Comment by potatolicious
5 days ago
> "Even 2 years ago, before agents or reasoning models, these LLMs were extremely powerful. The catch was, you needed to figure out what worked for you."
Sure, but I would argue that the UX is the product, and that has radically improved in the past 6-12 months.
Yes, you could have produced similar results before, manually prompting the model each time, copy and pasting code, re-prompting the model as needed. I would strenuously argue that the structuring and automation of these tasks is what has made these models broadly usable and powerful.
In the same way that Apple didn't event mobile phones nor touchscreens nor OSes, but the specific combination of these things resulted in a product that was different in kind than what came before, and took over the world.
Likewise, the "putting the LLM into a structured box of validation and automated re-prompting" is huge! It changed the product radically, even if its constituent pieces existed already.
[edit] More generally I would argue that 95% of the useful applications of LLMs aren't about advancing the SOTA model capabilities and more about what kind of structured interaction environment we shove them into.
For sure! I mainly meant to say that people should not attribute the "6 more months until it's really good" point as just another symptom of unfounded hype. It may have taken effort to effectively use AI earlier, which somewhat justified the caution, but now it's significantly easier and caution is counter-productive.
But I think my other point still stands: people will need to figure out for themselves how to fully exploit this technology. What worked for me, for instance, was structuring my code to be essentially functional in nature. This allows for tightly focused contexts which drastically reduces error rates. This is probably orthogonal to the better UX of current AI tooling. Unfortunately, the vast majority of existing code is not functional, and people will have to figure out how to make AI work with that.
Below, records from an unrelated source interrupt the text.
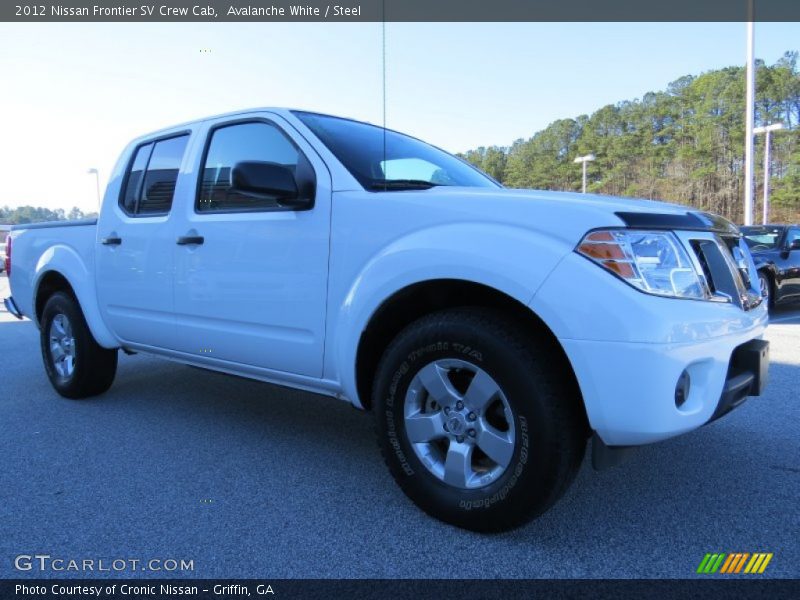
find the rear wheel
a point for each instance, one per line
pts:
(77, 366)
(478, 424)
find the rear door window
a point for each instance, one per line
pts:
(150, 185)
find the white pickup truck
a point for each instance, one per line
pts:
(491, 331)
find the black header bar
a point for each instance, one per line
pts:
(398, 10)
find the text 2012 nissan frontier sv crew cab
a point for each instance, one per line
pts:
(491, 331)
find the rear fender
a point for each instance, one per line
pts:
(65, 261)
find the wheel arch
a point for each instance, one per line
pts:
(416, 300)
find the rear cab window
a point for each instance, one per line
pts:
(150, 181)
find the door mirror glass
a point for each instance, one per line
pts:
(254, 166)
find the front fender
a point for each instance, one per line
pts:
(65, 261)
(512, 260)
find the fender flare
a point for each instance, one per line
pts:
(444, 252)
(65, 261)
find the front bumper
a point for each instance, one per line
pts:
(629, 388)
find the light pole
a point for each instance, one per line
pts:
(584, 160)
(767, 130)
(749, 118)
(96, 174)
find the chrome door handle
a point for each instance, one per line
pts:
(190, 240)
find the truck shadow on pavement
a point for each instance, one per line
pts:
(690, 480)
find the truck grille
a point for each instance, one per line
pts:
(727, 269)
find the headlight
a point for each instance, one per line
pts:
(654, 262)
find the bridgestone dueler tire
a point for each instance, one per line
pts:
(551, 432)
(95, 366)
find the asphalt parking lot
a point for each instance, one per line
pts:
(251, 480)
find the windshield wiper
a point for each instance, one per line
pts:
(402, 184)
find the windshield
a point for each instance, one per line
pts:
(395, 163)
(762, 238)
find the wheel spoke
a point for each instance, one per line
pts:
(482, 389)
(424, 427)
(458, 464)
(56, 351)
(496, 444)
(434, 379)
(58, 325)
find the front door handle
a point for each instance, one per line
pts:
(190, 240)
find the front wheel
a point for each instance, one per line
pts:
(77, 366)
(478, 423)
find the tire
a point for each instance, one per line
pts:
(766, 285)
(534, 416)
(77, 366)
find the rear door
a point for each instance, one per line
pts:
(136, 243)
(251, 289)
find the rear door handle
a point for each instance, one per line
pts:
(190, 240)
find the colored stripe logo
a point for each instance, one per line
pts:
(734, 563)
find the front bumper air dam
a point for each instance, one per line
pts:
(748, 374)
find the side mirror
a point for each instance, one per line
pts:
(267, 179)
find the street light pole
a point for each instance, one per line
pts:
(767, 131)
(96, 174)
(584, 160)
(749, 119)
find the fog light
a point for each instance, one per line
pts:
(682, 388)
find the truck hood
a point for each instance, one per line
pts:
(575, 201)
(564, 215)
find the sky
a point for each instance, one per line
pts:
(73, 95)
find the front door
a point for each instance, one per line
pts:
(251, 274)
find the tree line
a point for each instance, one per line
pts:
(37, 214)
(684, 144)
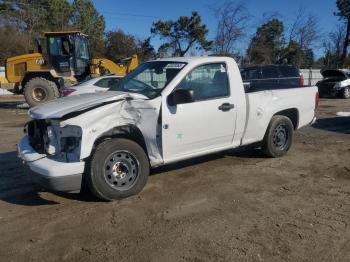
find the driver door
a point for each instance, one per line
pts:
(202, 125)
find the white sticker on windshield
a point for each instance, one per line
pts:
(222, 69)
(174, 66)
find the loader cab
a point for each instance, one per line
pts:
(68, 53)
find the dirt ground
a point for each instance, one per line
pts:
(232, 206)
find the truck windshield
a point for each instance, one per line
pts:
(149, 79)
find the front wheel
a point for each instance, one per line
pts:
(119, 168)
(278, 137)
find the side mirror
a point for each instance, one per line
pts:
(180, 96)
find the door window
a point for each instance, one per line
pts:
(250, 74)
(207, 82)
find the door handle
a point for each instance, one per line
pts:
(226, 107)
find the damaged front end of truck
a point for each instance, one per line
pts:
(62, 134)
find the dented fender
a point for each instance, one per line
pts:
(101, 121)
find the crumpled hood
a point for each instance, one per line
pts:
(63, 106)
(333, 73)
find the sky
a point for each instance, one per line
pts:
(136, 16)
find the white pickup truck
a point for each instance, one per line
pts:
(165, 111)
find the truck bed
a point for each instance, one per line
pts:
(262, 105)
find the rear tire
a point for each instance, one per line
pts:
(39, 90)
(278, 137)
(119, 169)
(346, 92)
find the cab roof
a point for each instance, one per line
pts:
(73, 32)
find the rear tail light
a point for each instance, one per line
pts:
(67, 92)
(317, 99)
(301, 80)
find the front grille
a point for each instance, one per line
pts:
(36, 130)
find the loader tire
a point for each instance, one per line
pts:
(39, 90)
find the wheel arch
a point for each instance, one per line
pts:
(131, 132)
(292, 114)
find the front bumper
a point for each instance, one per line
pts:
(51, 174)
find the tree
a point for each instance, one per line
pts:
(333, 46)
(231, 27)
(303, 35)
(183, 34)
(266, 45)
(120, 45)
(86, 18)
(145, 50)
(344, 14)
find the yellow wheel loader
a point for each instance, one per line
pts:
(41, 76)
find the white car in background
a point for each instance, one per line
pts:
(93, 85)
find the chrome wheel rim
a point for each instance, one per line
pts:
(121, 170)
(280, 137)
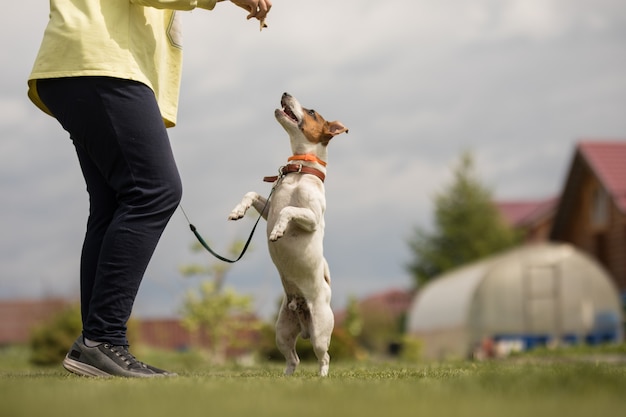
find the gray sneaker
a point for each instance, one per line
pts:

A lot of that likely plays into your point about the work required to make useful LLM-based applications. To expand a bit more:
* AI is technology that behaves like people. This makes it confusing to reason about and work with. Products will need to solve for this cognitive dissonance to be successful, which will entail a combination of UX and guardrails.
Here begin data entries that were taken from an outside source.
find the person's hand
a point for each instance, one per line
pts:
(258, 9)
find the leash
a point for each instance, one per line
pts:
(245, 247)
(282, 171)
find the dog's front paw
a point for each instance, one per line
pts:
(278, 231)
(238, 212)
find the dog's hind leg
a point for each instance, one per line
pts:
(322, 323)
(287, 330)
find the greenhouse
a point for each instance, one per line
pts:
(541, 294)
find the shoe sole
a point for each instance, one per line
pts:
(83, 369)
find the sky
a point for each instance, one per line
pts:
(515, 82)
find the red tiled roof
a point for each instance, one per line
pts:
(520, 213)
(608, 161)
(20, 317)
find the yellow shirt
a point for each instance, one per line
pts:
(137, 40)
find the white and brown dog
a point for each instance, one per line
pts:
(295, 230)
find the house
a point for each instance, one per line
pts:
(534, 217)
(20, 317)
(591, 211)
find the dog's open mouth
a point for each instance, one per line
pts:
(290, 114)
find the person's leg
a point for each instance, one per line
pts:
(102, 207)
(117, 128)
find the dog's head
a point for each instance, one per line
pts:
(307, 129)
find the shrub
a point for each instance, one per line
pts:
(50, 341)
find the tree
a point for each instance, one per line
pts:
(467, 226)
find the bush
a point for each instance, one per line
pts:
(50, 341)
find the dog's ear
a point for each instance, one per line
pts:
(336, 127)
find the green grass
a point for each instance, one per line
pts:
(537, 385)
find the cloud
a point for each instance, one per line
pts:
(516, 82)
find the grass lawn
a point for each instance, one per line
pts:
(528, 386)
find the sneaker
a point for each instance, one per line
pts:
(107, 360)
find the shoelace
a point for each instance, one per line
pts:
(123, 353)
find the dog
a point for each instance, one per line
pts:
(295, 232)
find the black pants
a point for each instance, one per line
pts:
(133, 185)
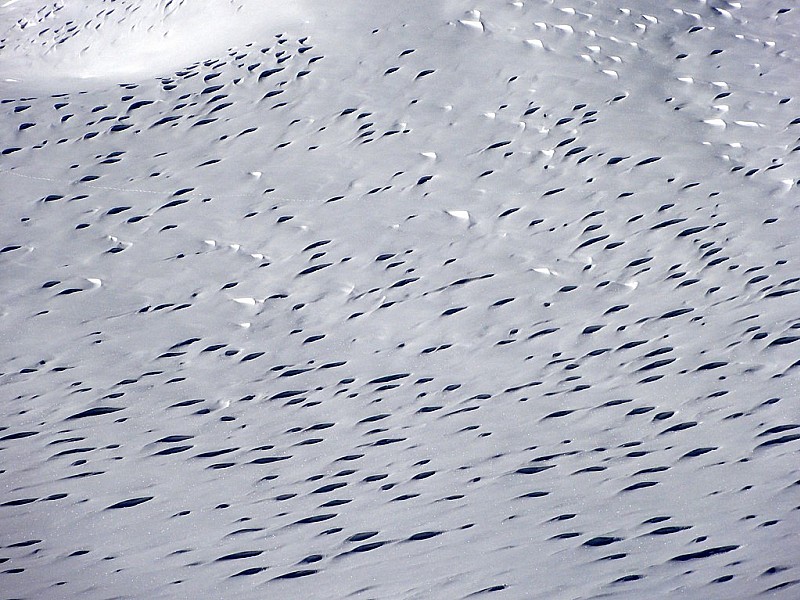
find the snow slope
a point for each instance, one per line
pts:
(399, 299)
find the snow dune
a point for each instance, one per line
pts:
(399, 300)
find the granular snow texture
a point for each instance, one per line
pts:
(399, 300)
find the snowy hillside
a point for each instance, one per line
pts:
(399, 300)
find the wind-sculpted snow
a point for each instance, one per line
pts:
(401, 300)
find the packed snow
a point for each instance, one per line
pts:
(399, 300)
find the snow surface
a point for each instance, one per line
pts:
(399, 299)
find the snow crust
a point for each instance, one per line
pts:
(399, 299)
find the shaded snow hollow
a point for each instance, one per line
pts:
(399, 299)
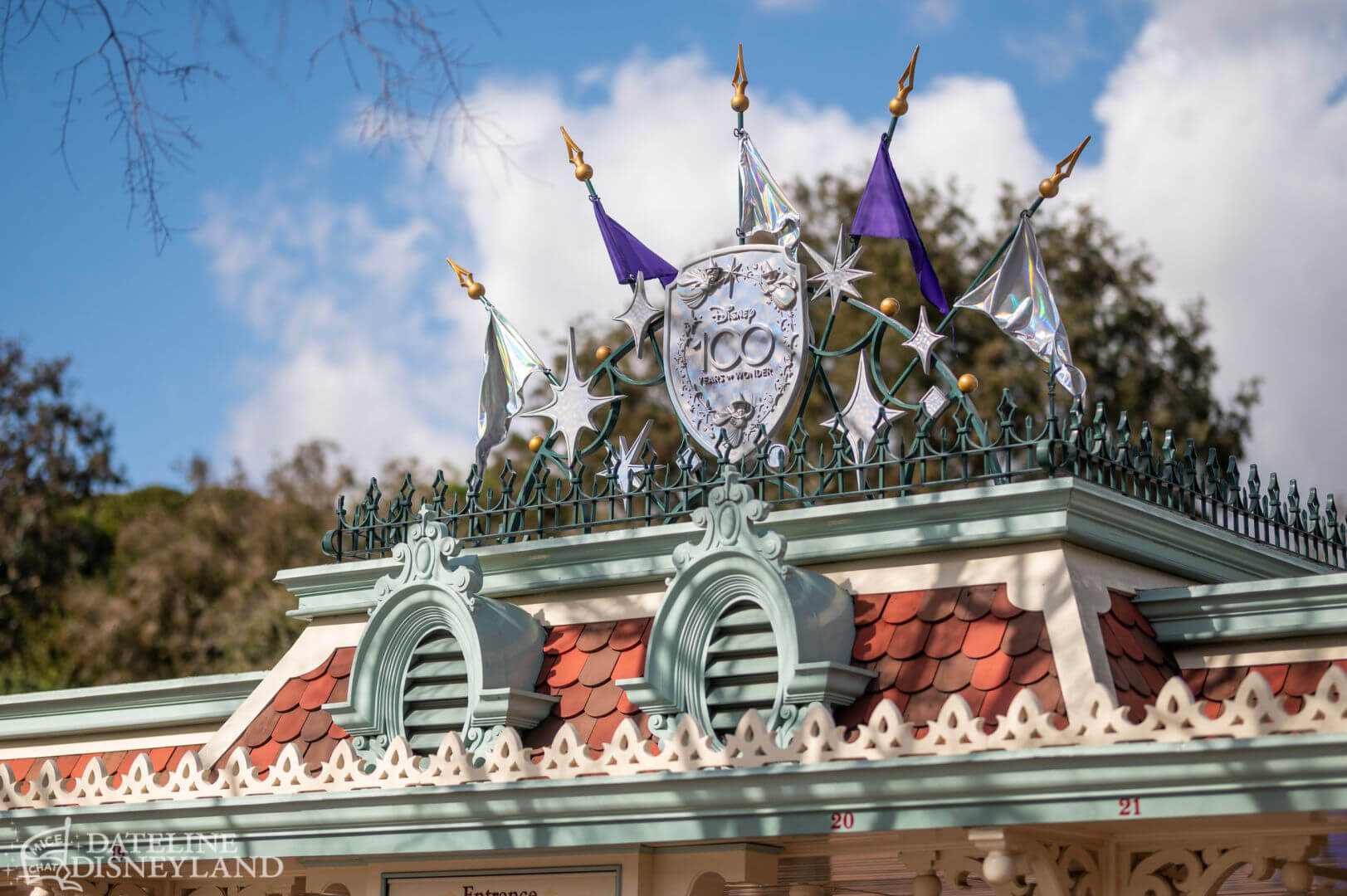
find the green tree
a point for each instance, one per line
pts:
(56, 457)
(1136, 353)
(188, 589)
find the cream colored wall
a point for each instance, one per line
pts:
(670, 870)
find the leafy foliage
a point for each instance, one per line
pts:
(54, 457)
(1137, 353)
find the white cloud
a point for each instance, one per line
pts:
(356, 358)
(667, 172)
(1223, 150)
(935, 14)
(1219, 150)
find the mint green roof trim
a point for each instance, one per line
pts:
(1238, 611)
(1059, 509)
(173, 702)
(1068, 785)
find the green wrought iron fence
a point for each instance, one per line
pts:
(925, 455)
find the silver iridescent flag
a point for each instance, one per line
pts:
(510, 363)
(765, 207)
(1018, 298)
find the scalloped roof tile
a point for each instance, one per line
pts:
(295, 716)
(944, 641)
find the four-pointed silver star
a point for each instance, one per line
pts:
(624, 465)
(639, 315)
(573, 405)
(923, 340)
(864, 416)
(836, 276)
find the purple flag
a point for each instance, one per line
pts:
(631, 256)
(884, 212)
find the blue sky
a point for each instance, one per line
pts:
(311, 299)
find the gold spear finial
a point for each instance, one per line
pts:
(741, 80)
(465, 279)
(1048, 187)
(575, 155)
(899, 104)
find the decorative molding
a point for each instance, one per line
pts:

* Context still seems to be king. My (possibly outdated) experience has been the "right" context trumps larger context windows. With code, for instance, this probably entails standard techniques like static analysis to find relevant bits of code, which some tools have been attempting. For data, this might require eliminating overfetching.
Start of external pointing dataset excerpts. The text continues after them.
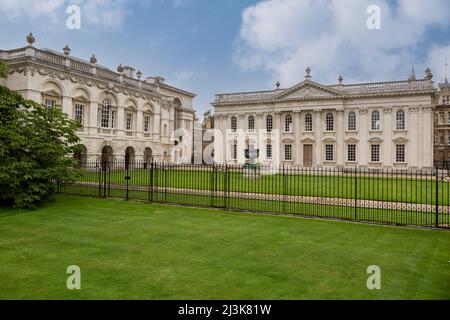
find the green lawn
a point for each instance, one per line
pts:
(130, 250)
(402, 188)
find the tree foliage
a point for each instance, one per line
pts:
(34, 146)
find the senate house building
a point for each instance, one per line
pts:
(365, 125)
(122, 115)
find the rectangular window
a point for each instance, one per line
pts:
(129, 121)
(446, 100)
(234, 151)
(269, 152)
(375, 153)
(351, 153)
(329, 152)
(50, 103)
(400, 153)
(105, 117)
(288, 152)
(79, 113)
(147, 124)
(113, 119)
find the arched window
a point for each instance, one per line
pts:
(233, 124)
(269, 123)
(106, 110)
(288, 123)
(401, 123)
(376, 123)
(251, 123)
(351, 121)
(330, 122)
(308, 122)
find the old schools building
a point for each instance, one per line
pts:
(122, 116)
(366, 125)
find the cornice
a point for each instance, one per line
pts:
(45, 69)
(342, 97)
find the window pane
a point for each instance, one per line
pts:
(329, 152)
(375, 153)
(400, 153)
(288, 152)
(308, 122)
(351, 153)
(376, 124)
(330, 122)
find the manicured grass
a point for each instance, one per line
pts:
(132, 250)
(402, 188)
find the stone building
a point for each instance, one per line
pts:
(442, 126)
(366, 125)
(122, 116)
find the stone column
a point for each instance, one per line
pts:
(120, 121)
(297, 135)
(93, 118)
(412, 126)
(317, 127)
(139, 123)
(427, 134)
(67, 106)
(388, 148)
(363, 145)
(340, 143)
(157, 126)
(279, 145)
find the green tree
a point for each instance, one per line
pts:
(34, 146)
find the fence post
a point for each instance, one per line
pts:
(284, 190)
(225, 187)
(127, 178)
(150, 187)
(356, 194)
(437, 198)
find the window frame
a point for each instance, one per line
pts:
(351, 151)
(288, 152)
(308, 122)
(329, 154)
(329, 122)
(288, 124)
(351, 121)
(400, 123)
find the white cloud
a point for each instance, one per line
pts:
(107, 14)
(285, 36)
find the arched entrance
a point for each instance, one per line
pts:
(129, 157)
(148, 157)
(107, 156)
(81, 155)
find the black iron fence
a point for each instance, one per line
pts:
(399, 197)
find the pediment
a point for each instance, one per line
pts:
(308, 90)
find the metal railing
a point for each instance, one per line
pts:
(398, 197)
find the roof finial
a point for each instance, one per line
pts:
(30, 39)
(308, 73)
(412, 77)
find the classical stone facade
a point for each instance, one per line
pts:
(366, 125)
(121, 115)
(442, 126)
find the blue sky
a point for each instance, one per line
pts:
(213, 46)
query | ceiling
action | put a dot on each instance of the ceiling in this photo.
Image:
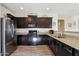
(43, 8)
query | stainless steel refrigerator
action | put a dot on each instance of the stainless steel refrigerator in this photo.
(8, 40)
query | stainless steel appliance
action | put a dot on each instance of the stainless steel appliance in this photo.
(8, 36)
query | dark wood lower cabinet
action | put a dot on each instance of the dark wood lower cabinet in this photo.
(62, 50)
(29, 40)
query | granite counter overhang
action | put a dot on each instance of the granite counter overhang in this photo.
(72, 42)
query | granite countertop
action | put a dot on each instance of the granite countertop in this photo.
(73, 42)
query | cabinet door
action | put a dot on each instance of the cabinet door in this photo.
(32, 21)
(21, 22)
(43, 22)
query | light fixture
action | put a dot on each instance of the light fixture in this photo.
(21, 8)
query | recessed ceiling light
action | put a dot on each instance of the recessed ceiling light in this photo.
(47, 8)
(21, 8)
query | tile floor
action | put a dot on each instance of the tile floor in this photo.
(39, 50)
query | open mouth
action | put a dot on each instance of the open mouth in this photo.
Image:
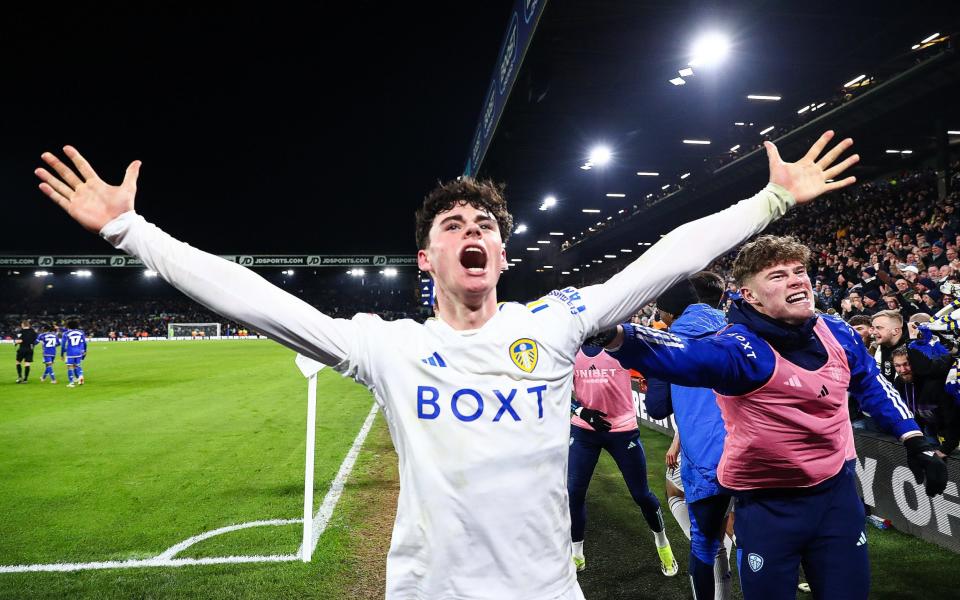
(799, 297)
(474, 259)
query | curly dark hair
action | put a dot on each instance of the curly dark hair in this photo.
(767, 251)
(482, 195)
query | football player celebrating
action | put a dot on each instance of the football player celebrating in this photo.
(482, 430)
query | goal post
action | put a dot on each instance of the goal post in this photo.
(193, 330)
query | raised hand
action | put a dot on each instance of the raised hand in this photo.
(807, 178)
(88, 199)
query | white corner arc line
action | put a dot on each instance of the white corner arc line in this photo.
(166, 558)
(322, 518)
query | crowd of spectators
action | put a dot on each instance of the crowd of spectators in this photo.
(108, 318)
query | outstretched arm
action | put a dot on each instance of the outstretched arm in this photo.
(222, 286)
(692, 246)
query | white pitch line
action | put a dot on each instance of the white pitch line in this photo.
(322, 518)
(165, 558)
* Data engineering will be critical. Not only does it need to be very clean for good results, giving models unfettered access to the data needs the right access controls which, despite regulations like GDPR, are largely non-existent.
* Security in general will need to be upleveled everywhere. Not only can models be tricked, they can trick you into getting compromised, and so there need to even more guardrails.
A lot of these are regular engineering work that is being done even today. Only it often isn't prioritized because there are always higher priorities... like increasing shareholder value ;-) But if folks want to leverage the capabilities of AI in their businesses, they'll have to solve all these problems for themselves. This is a ton of work. Good thing we have AI to help out!